As to how I would do it now, probably a million passes on my small scale engraver for anything of shape.

Now I primarily deal with 1/8" and I usually just score and snap if it's just going to be rectangular, otherwise toss it on the engraver if it's small enough.
 

mortil

New Member
Your method may well be determined by the thickness of the acrylic you are trying to cut. Personally, I'd like to know how others are having success cutting 1/2" acrylic.

Cut it with a waterjet cutter (? is it called that? ) thats how we do it at work.
 

chopper

New Member
this would depend on the shape to be cut. if it was a simple square or rectangle I would cut it on the panel saw, if it was a custom shape I would use a cnc router.
//chopper
 

showcase 66

New Member
I used to have an acrylic hand cutter. Kind of like a utility knife but you had more control with it. Three passes with it and you could snap the last little bit of 1/2". Anymore I use a table saw or circular saw with the blade backwards. I use a finer tooth blade that is for thinner metal and it works perfectly. Usually no finishing to be done after.
 

artbot

New Member
get a track saw with a triple chip blade designed for plastics. it's better than a panel saw in that the material is held much tighter to the blade, the accuracy is "0" allowance. after you have a track saw at the shop and you are cutting everything from .030 petg to four sheets of plywood at once, you will wonder how you ever lived without it.
 

alcerkan

New Member
a CNC router with a diamond embedded bit=fast cutting and NO polishing. Is it worth $1900 for a bit to do this? Depends on your volume of acrylic work. Always remember: Time is Money.

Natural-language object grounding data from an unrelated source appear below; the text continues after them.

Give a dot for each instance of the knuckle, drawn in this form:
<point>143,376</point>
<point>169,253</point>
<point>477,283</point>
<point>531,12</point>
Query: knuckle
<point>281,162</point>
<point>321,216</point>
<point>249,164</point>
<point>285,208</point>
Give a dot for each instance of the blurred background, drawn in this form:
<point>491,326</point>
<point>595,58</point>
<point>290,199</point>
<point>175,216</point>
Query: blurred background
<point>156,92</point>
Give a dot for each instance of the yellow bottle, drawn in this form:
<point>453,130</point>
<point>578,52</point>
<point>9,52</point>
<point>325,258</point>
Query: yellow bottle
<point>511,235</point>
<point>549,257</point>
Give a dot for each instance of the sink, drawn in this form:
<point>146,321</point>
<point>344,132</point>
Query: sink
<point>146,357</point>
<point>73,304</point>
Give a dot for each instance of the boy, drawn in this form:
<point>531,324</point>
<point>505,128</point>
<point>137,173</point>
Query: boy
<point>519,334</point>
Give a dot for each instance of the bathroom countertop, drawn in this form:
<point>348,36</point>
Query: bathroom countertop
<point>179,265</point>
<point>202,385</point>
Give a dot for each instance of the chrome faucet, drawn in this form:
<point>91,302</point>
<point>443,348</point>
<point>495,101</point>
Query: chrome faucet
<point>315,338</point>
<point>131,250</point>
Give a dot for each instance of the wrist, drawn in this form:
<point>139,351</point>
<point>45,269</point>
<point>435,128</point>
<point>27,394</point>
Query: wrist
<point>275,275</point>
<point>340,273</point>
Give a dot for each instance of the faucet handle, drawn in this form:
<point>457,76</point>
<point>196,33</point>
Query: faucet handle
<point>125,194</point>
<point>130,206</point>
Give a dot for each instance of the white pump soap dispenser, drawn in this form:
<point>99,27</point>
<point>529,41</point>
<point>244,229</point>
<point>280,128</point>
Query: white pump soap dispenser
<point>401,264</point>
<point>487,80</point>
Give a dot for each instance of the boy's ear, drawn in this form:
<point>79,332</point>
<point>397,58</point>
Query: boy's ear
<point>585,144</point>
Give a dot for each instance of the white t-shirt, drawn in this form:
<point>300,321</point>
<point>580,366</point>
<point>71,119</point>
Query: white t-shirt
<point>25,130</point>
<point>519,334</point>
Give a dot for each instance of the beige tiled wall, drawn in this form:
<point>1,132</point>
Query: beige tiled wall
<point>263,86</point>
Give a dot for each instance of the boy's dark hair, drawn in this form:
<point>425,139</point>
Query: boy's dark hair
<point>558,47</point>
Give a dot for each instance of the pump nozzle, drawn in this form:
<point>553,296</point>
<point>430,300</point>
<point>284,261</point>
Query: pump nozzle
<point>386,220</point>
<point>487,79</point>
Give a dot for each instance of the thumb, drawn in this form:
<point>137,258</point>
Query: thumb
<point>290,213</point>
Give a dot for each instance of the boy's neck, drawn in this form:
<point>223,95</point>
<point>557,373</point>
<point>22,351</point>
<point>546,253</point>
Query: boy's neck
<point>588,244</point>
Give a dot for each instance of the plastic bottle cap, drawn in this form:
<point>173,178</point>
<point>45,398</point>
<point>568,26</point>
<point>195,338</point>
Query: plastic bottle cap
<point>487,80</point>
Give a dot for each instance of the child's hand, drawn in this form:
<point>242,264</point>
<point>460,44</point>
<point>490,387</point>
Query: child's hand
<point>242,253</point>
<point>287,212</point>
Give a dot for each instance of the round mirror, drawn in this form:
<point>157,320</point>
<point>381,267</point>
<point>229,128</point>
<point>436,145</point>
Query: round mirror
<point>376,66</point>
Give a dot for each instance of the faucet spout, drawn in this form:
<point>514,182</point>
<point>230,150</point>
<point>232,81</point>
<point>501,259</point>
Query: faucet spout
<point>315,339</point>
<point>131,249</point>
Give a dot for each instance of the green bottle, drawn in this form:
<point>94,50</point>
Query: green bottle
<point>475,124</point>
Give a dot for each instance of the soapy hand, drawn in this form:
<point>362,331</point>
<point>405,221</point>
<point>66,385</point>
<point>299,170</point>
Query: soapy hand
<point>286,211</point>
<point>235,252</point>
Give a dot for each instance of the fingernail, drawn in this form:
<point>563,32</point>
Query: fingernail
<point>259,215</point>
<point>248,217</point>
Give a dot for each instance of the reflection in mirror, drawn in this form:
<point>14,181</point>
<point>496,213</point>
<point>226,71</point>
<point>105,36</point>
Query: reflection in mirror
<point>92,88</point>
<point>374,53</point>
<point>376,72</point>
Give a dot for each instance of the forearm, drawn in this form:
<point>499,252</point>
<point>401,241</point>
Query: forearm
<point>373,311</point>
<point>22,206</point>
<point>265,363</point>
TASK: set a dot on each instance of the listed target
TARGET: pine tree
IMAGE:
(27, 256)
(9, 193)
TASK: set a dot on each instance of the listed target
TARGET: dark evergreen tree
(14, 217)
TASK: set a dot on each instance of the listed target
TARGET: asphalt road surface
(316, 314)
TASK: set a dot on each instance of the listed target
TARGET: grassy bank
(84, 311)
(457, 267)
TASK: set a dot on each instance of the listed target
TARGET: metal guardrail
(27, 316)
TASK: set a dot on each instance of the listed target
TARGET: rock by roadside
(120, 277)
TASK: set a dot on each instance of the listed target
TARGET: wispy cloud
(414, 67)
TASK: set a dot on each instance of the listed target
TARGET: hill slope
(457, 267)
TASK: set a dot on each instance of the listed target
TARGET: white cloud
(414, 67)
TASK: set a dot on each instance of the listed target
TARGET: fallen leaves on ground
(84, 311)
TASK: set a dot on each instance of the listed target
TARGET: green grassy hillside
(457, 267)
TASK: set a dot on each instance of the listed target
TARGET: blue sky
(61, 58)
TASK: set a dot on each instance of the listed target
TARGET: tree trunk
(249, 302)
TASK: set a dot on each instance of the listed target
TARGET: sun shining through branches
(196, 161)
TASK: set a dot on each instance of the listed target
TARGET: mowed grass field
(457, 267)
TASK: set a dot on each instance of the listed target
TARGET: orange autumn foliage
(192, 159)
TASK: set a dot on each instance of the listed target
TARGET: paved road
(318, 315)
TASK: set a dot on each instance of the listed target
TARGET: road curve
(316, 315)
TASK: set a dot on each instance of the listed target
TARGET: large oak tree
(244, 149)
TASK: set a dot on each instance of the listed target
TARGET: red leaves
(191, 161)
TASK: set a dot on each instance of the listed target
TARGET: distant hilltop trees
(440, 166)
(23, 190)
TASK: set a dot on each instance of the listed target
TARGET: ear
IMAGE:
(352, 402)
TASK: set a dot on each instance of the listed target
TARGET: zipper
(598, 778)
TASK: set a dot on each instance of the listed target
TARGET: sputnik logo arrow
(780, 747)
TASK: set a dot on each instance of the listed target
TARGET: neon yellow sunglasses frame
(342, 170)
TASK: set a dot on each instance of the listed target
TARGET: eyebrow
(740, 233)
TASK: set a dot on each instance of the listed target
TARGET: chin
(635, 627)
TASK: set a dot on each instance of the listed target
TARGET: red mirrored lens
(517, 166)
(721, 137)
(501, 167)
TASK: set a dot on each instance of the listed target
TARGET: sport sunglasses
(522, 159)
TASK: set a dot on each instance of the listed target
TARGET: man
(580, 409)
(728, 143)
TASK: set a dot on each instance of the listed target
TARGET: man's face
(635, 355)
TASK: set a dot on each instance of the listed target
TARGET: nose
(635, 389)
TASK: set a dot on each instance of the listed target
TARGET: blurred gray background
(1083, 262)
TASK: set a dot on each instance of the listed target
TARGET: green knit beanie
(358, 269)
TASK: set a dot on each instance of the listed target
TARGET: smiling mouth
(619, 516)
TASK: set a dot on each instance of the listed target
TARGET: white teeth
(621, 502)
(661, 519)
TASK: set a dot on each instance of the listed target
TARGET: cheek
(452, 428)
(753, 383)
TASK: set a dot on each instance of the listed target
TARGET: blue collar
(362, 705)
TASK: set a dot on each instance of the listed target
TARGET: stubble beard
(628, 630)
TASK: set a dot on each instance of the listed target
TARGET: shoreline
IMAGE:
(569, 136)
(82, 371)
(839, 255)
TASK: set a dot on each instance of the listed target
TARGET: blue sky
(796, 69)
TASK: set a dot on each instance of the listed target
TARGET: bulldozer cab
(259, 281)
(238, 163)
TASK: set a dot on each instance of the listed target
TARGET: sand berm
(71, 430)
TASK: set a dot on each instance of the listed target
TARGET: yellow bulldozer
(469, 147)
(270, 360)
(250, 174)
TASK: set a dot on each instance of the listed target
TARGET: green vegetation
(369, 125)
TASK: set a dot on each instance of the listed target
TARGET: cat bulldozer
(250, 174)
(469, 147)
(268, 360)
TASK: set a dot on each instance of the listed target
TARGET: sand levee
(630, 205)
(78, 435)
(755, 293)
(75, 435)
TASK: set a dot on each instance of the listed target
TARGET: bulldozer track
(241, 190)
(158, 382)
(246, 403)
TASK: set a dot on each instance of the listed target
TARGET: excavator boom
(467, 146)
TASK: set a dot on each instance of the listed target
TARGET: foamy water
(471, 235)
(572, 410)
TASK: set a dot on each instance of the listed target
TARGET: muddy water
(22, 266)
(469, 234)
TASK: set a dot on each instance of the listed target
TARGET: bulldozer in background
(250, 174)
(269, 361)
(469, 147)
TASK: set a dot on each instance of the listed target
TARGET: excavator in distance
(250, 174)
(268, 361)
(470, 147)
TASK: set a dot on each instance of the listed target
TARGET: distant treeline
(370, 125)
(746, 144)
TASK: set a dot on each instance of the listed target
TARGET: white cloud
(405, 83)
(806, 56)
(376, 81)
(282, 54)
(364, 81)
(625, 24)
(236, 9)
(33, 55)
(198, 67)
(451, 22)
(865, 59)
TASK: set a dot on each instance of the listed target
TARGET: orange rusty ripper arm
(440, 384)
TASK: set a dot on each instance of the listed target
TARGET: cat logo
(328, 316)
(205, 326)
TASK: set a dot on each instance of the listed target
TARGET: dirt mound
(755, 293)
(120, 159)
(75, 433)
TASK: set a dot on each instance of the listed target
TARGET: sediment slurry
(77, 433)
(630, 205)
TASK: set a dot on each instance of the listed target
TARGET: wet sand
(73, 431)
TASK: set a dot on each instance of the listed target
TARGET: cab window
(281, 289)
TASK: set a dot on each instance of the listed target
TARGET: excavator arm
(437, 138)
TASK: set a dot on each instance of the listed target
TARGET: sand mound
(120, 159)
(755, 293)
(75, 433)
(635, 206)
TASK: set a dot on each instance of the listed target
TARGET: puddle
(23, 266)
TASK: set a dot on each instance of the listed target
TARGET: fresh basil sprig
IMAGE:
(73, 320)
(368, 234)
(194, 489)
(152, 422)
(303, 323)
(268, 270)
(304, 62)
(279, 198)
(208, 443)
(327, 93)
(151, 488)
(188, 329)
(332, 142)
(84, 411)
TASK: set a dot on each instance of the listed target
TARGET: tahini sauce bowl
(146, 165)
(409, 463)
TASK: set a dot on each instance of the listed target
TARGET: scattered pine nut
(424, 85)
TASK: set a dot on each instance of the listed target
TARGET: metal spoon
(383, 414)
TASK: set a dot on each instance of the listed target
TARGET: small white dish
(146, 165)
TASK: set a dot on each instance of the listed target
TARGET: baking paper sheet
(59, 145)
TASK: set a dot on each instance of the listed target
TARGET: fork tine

But Money is Money, too!
 

TheSnowman

New Member
I cut it w/ my Saw Traxx jig. Just a circular saw. Same blade it's had in it forever, no clue what it is, but it's nothing special.
 

fbman63

New Member
I have a panel saw and use a blade for cutting aluminium works a treat a bit of baby powder helps it cut clean also use the baby powder when routering acrylic
 

fmg

New Member
I use a Festool ts 55 with the correct blade and a guide rail which comes in an assortment of lengths.1 nice clean pass and then I buff up the edges using a Festool Rotex sander with different grade abrasives.